Historisches Archiv kann 3.000 Quadratmeter im ehemaligen Landesarchiv nutzen

Am 1. September unterzeichneten der Bau- und Liegenschaftsbetrieb NRW (BLB) und die Stadt Köln einen Mietvertrag über die Nutzung des ehemaligen Landesarchivs in Düsseldorf.

Der Vertrag umfasst mehr als 2.500 Quadratmeter klimatisierte Magazinflächen, rund 400 Quadratmeter Büro-, Neben- und Verkehrsflächen sowie zwei Kfz-Stellplätze. Der Mietzins ist ab dem siebten Nutzungsmonat zu leisten und beträgt monatlich knapp 34.600 Euro, jährlich rund 415.000 Euro. Die Archiv-Regale des ehemaligen Landesarchivs werden vom Historischen Archiv genutzt; eine kostenintensive Neuanschaffung entfällt damit.

Unmittelbar nach dem Einsturz des Historischen Archivs in der Kölner Südstadt stellten bundesweit viele andere Archive zum Teil unentgeltlich klimatisierte Magazinflächen zur Verfügung, um das geborgene Archivgut sicher unterzubringen. Diese Interimsnutzungen neigen sich zunehmend dem Ende, die Archive benötigen ihre bereit gestellten Flächen für eigene Zwecke.

Von ursprünglich 20 sogenannten Asylarchiven werden derzeit noch Flächen in folgenden Einrichtungen genutzt, die in den nächsten Monaten geräumt werden sollen:

  • Bundesarchiv Freiburg bis Januar 2015
  • Stadtarchiv Freudenberg bis Januar 2015
  • LVR Brauweiler bis Januar 2015
  • Stadtarchiv Bonn bis März 2015
  • Landesarchiv Schleswig bis April 2015
  • Stadtarchiv Siegen bis 2016
  • Landesarchiv NRW Münster bis 2016
  • Landesarchiv NRW Detmold bis Dezember 2017

Daneben sind entgeltliche Magazinflächen in einer Kunstspedition in Anspruch genommen. Hierfür fallen jährlich rund 120.000 Euro Mietkosten an, die mit der Nutzung der Flächen in Düsseldorf eingespart werden. Vorerst erhalten bleiben angemietete Archivflächen des Erzbistums Köln und in Frechen.

Die Magazinflächen im Restaurierungs- und Digitalisierungszentrum in Köln-Porz sind durch den Volumenzuwachs der Archivalien nach der Restaurierung, durch Übernahmen von städtischen Akten und privaten Nachlässen und durch Räumung anderer Asylarchive inzwischen vollständig belegt.
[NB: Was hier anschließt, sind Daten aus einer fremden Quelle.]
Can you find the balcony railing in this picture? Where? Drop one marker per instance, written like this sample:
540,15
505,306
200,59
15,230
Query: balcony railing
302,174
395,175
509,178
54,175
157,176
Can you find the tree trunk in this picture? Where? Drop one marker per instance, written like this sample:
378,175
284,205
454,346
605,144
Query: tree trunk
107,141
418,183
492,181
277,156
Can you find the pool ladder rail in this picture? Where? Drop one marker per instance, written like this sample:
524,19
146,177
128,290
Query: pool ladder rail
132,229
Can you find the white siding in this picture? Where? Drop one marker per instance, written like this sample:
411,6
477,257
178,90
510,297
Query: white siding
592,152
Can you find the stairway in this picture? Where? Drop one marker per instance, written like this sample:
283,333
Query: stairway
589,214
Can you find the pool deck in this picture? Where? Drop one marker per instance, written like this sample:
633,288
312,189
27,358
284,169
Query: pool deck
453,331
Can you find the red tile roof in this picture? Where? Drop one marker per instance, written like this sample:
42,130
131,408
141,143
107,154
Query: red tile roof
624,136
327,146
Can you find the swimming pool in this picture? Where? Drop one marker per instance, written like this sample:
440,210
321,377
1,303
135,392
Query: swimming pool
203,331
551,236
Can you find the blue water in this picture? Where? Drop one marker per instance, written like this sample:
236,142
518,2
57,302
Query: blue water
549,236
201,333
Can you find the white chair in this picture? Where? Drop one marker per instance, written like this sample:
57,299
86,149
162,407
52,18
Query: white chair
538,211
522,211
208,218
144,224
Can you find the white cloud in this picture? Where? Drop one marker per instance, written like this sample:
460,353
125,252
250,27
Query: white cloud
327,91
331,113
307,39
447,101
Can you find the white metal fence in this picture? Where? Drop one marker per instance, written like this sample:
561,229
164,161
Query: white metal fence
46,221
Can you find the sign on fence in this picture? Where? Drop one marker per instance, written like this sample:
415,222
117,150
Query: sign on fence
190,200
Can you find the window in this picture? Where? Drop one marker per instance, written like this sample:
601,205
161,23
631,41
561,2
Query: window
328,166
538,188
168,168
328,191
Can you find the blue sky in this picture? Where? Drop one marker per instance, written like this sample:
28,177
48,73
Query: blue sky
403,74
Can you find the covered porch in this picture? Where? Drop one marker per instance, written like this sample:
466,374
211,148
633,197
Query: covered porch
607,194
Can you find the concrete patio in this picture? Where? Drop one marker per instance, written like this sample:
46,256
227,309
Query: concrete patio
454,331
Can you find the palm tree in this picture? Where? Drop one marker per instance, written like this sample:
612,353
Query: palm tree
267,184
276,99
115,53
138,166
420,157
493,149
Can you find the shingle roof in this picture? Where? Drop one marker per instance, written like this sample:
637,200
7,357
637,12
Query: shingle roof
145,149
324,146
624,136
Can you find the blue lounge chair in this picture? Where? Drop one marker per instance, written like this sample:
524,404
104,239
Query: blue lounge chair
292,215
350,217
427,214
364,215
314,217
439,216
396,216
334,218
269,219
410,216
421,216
Angesichts dieser sich abzeichnenden Problematik und der veränderten Neubauplanung wurden in 2013 bereits erste Kontakte mit dem BLB geknüpft, um geeignete Ersatzflächen für die Kölner Archivalien in Düsseldorf zu prüfen.

Die Laufzeit des Vertrages endet zunächst Ende 2015. Die Verwaltung hat eine Beschlussvorlage für den Rat vorbereitet, um die Düsseldorfer Archivflächen darüber hinaus bis zum Bezug des geplanten Neubaus am Eifelwall – voraussichtlich in 2019 – nutzen zu können.

Mit der Düsseldorfer Lösung können die zukünftig wegfallenden Flächen in den Asyl-Archiven kompensiert werden. 20 Regalkilometer können dort untergebracht werden.

In Düsseldorf werden die geborgenen Archivbestände erfasst und erschlossen. Die Nähe zu Köln reduziert zeitintensive Dienst- und Transportfahrten.

Durch den Neubau des Landesarchivs in Duisburg wurden die Flächen in Düsseldorf frei. Bevor das Kölner Archiv dort Bestände unterbringen kann, sind Sanierungs- und Renovierungsarbeiten erforderlich. Eine nennenswerte Nutzung kann deswegen erst in 2015 erfolgen.